Like many things, the outlook may hinge on when a vaccine becomes available; a brighter economic outlook could accelerate the pace of corporate mergers and leveraged buyouts (LBO) that eroded the share free-float this year.

Year-to-date private equity-led LBOs are running 6 per cent above year-ago levels at more than US$158-billion, Refinitiv data show. M&A at US$2.9-trillion also defied expectations of collapse and are only a 10th below year-ago values.

That was also powered by a sharp fall in borrowing costs, including for the higher-yield debt used in leveraged buyouts, as central banks pumped in stimulus.

“Private equity deals are not going go away and companies with strong balance sheets will try to do deals as access to capital is there,” said Richard Saldanha, a portfolio manager at Aviva Investors. “The more confidence we get around vaccine efficacy, you will see more deals taking place, it gives companies confidence from a capital allocation perspective.”

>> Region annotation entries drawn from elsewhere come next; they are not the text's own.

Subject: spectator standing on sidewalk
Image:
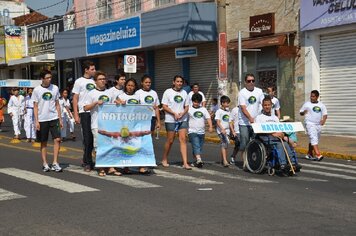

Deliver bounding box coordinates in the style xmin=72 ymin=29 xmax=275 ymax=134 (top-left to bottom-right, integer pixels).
xmin=32 ymin=70 xmax=62 ymax=172
xmin=72 ymin=61 xmax=95 ymax=172
xmin=299 ymin=90 xmax=328 ymax=161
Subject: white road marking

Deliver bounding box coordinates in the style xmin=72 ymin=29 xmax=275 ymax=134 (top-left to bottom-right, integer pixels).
xmin=154 ymin=169 xmax=223 ymax=185
xmin=303 ymin=163 xmax=356 ymax=174
xmin=302 ymin=169 xmax=356 ymax=180
xmin=0 ymin=188 xmax=26 ymax=201
xmin=65 ymin=165 xmax=162 ymax=188
xmin=0 ymin=168 xmax=99 ymax=193
xmin=173 ymin=166 xmax=277 ymax=184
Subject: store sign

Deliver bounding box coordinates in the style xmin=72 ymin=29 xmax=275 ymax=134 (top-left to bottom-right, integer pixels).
xmin=175 ymin=47 xmax=198 ymax=59
xmin=300 ymin=0 xmax=356 ymax=31
xmin=85 ymin=16 xmax=141 ymax=55
xmin=27 ymin=18 xmax=64 ymax=56
xmin=250 ymin=13 xmax=274 ymax=37
xmin=219 ymin=33 xmax=227 ymax=79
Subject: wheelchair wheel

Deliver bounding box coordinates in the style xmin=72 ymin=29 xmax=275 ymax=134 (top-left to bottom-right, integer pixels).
xmin=244 ymin=140 xmax=266 ymax=174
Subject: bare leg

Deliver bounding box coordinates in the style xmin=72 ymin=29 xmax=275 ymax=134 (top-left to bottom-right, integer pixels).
xmin=162 ymin=131 xmax=175 ymax=167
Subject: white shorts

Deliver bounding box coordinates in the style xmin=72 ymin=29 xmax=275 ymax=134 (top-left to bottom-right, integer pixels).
xmin=305 ymin=124 xmax=321 ymax=145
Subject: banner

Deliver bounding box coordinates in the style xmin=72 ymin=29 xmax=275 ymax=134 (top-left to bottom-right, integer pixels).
xmin=96 ymin=104 xmax=156 ymax=167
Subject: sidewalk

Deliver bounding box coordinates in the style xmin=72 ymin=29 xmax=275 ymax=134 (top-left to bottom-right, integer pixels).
xmin=160 ymin=123 xmax=356 ymax=161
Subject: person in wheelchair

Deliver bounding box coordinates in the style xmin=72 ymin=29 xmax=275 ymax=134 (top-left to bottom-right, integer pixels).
xmin=255 ymin=96 xmax=301 ymax=171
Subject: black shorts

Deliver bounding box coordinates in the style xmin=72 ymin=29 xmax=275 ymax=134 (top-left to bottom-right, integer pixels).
xmin=37 ymin=119 xmax=61 ymax=142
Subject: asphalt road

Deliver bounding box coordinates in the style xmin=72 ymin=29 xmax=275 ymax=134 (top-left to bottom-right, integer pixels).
xmin=0 ymin=123 xmax=356 ymax=235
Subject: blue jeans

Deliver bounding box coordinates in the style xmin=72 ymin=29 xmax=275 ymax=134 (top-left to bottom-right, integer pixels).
xmin=188 ymin=133 xmax=205 ymax=156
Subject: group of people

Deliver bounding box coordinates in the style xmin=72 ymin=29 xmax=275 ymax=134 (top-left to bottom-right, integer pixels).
xmin=0 ymin=61 xmax=327 ymax=176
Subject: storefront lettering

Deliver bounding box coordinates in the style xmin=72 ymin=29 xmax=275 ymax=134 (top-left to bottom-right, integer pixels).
xmin=32 ymin=23 xmax=60 ymax=43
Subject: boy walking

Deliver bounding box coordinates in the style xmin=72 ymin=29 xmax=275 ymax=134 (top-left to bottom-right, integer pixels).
xmin=188 ymin=93 xmax=213 ymax=168
xmin=299 ymin=90 xmax=328 ymax=161
xmin=215 ymin=96 xmax=230 ymax=167
xmin=32 ymin=70 xmax=62 ymax=172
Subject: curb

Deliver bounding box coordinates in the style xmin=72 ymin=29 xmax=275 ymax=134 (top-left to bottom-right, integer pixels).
xmin=159 ymin=131 xmax=356 ymax=161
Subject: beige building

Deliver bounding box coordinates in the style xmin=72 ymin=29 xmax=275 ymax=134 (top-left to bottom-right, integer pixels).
xmin=225 ymin=0 xmax=305 ymax=120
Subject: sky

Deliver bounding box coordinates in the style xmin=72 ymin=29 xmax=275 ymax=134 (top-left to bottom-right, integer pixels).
xmin=24 ymin=0 xmax=73 ymax=17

Moreover, he reckons that while IPO volumes will continue growing, the explosion in secondary listings by cash-hungry companies should abate.

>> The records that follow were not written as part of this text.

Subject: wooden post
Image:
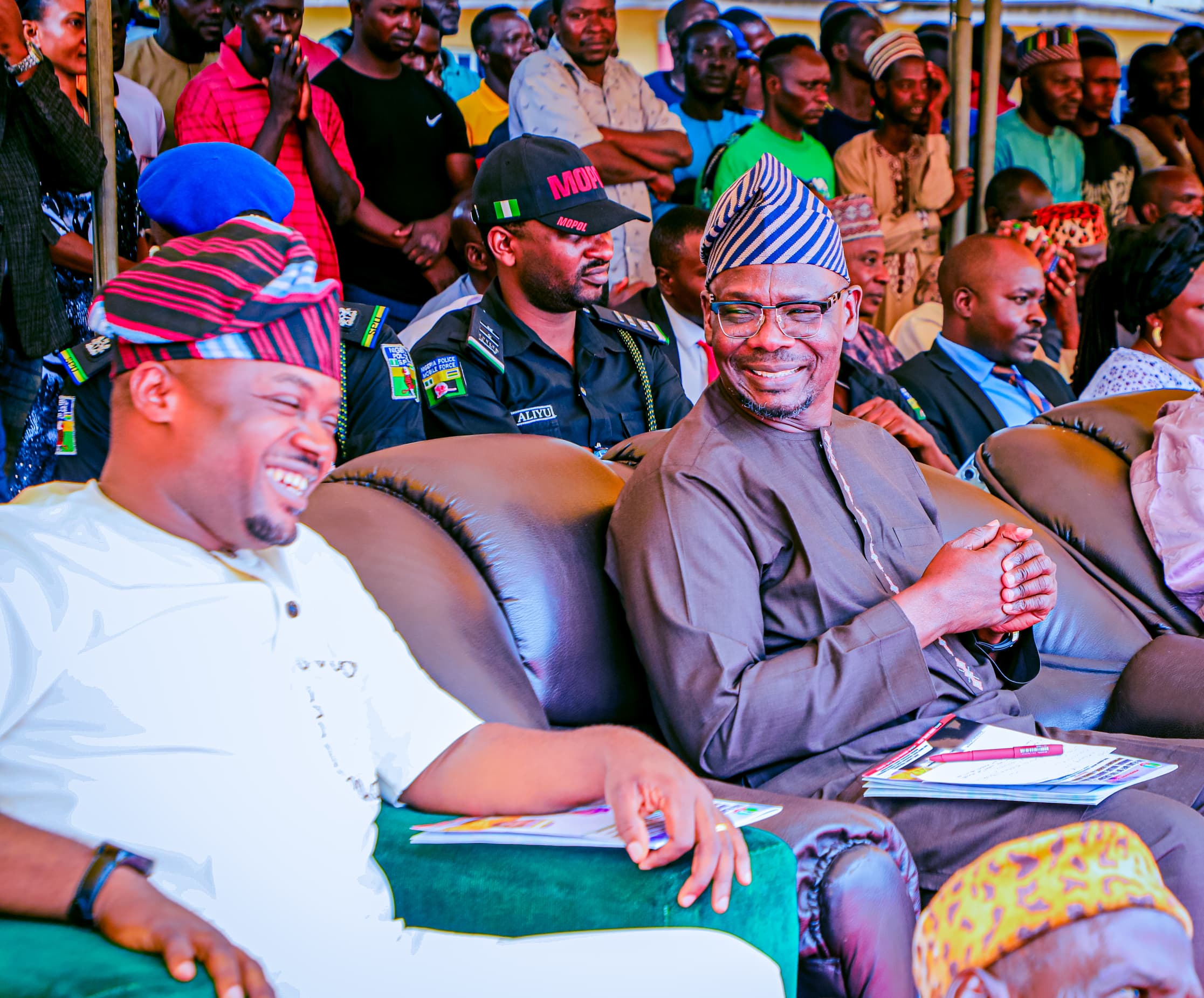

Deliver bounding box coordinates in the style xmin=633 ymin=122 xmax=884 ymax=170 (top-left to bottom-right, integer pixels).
xmin=88 ymin=0 xmax=117 ymax=291
xmin=974 ymin=0 xmax=1003 ymax=232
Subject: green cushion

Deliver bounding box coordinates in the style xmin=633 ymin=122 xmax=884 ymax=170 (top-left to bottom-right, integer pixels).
xmin=0 ymin=807 xmax=798 ymax=998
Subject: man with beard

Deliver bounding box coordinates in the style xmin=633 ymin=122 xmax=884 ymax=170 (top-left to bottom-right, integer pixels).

What of buybacks that came under intense political and regulatory scrutiny even before the pandemic?

For years, the biggest buyers of U.S. shares were companies themselves – a trend that also spread to Asia and Europe – but global 2020 buyback volumes have fallen to around US$250-billion, less than a third of 2019 levels, JPM data show.

Second-quarter S&P 500 buybacks totalled US$88.7-billion, according to S&P Dow Jones Indices, the lowest since 2012. However, an S&P index of top 100 “buyback” firms has ticked up recently, possibly reflecting multibillion dollar announcements by cash-rich giants such as Berkshire Hathaway Inc. and Microsoft Corp.

Third-quarter S&P 500 buybacks could amount to US$100-billion, according to preliminary estimates by Howard Silverblatt, senior analyst at S&P Dow Jones Indices. But buybacks remain “top-heavy,” with 80 per cent coming from the top 20 companies, he added.

Buybacks boost earnings-per-share and Morgan Stanley predicted this to continue, albeit modestly. Buybacks would cause accretion next year of “a low-single-digit percentage of shares outstanding,” adding US$3 to S&P 500 EPS, it predicted.